I turned to Dick, a sudden suspicion in my mind. 'Where was Jorgensen when you took this message?' I asked him.
His face fell. 'Good God!' he said. 'I never thought about it. He was sitting in the chartroom, right beside me.'
'And heard ever word that came over,' I said.
'Well, I couldn't throw him out, could I?' he demanded.
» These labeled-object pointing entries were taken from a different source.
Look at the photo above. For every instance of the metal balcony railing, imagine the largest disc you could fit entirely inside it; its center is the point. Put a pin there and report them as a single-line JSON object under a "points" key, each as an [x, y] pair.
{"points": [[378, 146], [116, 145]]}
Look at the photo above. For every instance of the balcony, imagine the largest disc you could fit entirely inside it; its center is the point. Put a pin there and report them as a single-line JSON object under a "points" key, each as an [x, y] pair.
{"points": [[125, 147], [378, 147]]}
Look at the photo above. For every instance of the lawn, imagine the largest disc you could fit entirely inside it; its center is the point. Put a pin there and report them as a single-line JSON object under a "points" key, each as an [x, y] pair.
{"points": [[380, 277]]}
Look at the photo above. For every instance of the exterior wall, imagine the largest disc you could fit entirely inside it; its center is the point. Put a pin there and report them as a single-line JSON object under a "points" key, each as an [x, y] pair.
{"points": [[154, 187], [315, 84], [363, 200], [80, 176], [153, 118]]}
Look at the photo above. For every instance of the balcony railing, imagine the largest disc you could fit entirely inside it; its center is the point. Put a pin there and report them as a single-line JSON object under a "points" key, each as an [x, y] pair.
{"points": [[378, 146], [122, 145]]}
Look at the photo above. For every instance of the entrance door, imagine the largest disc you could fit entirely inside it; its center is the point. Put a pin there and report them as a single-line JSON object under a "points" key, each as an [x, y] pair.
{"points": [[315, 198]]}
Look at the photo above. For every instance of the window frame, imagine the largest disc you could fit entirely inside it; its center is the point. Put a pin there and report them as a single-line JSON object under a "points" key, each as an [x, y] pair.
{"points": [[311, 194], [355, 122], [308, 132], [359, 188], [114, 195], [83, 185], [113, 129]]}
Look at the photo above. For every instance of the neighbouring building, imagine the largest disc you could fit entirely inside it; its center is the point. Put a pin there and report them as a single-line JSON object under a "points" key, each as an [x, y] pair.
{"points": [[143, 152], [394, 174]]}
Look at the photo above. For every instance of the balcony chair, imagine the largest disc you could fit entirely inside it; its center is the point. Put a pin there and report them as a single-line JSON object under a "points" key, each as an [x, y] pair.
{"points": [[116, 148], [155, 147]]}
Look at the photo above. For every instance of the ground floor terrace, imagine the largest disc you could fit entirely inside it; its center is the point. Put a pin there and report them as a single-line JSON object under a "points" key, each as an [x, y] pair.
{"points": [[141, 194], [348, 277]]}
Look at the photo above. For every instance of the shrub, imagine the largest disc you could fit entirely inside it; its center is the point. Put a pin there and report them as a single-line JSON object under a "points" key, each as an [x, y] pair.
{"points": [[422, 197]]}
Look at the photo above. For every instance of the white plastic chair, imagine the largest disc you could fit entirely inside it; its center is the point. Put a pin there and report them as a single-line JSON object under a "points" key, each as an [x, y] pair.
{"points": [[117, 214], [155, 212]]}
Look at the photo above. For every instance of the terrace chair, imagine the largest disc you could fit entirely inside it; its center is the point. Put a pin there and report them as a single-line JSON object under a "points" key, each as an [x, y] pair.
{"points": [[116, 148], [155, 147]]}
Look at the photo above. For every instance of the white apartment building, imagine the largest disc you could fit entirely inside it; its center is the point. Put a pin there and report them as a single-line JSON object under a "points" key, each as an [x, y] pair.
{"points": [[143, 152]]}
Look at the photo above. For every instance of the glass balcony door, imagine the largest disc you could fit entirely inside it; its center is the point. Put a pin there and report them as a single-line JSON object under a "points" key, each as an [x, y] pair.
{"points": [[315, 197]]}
'I suppose not,' I answered resignedly.
He pushed the paper towards me again. 'Have a look at the dates,' he said. 'That's what's really interesting.'
I looked down at the sheet of paper. Date of dispatch March 9th. March 9th! And Farnell's body had been discovered on March 10th. Proceed Bovaagen and find out how Farnell was able to dispatch message from Hvalstasjon on 9th and be killed on Jostedal following day. Report by radio daily on arrival Bovaagen. Mann. 'Get the map of Norway,' I told Dick. When he had gone I read the message through again. He could, of course, have got someone else to smuggle the parcel into the consignment of meat. That seemed the only explanation. 'Bill.' Jill's voice interrupted my train of thought. 'What's the rest of the message say?'
I hesitated. Then I passed the message across to her. Jorgensen knew it. No harm in her knowing it too. Dick came back with the map and we spread it out on the table. Jill pointed Bovaagen out to us. It was on Nordhordland, one of the large islands about thirty-five miles up the coast from Bergen. Bovaagen Hval. There it was on the end of a long finger of land pointing northwards. And twenty miles away, at the southern end of the island, I saw the name Alverstrummen. 'Is that where Dahler had a house?' I asked Jill.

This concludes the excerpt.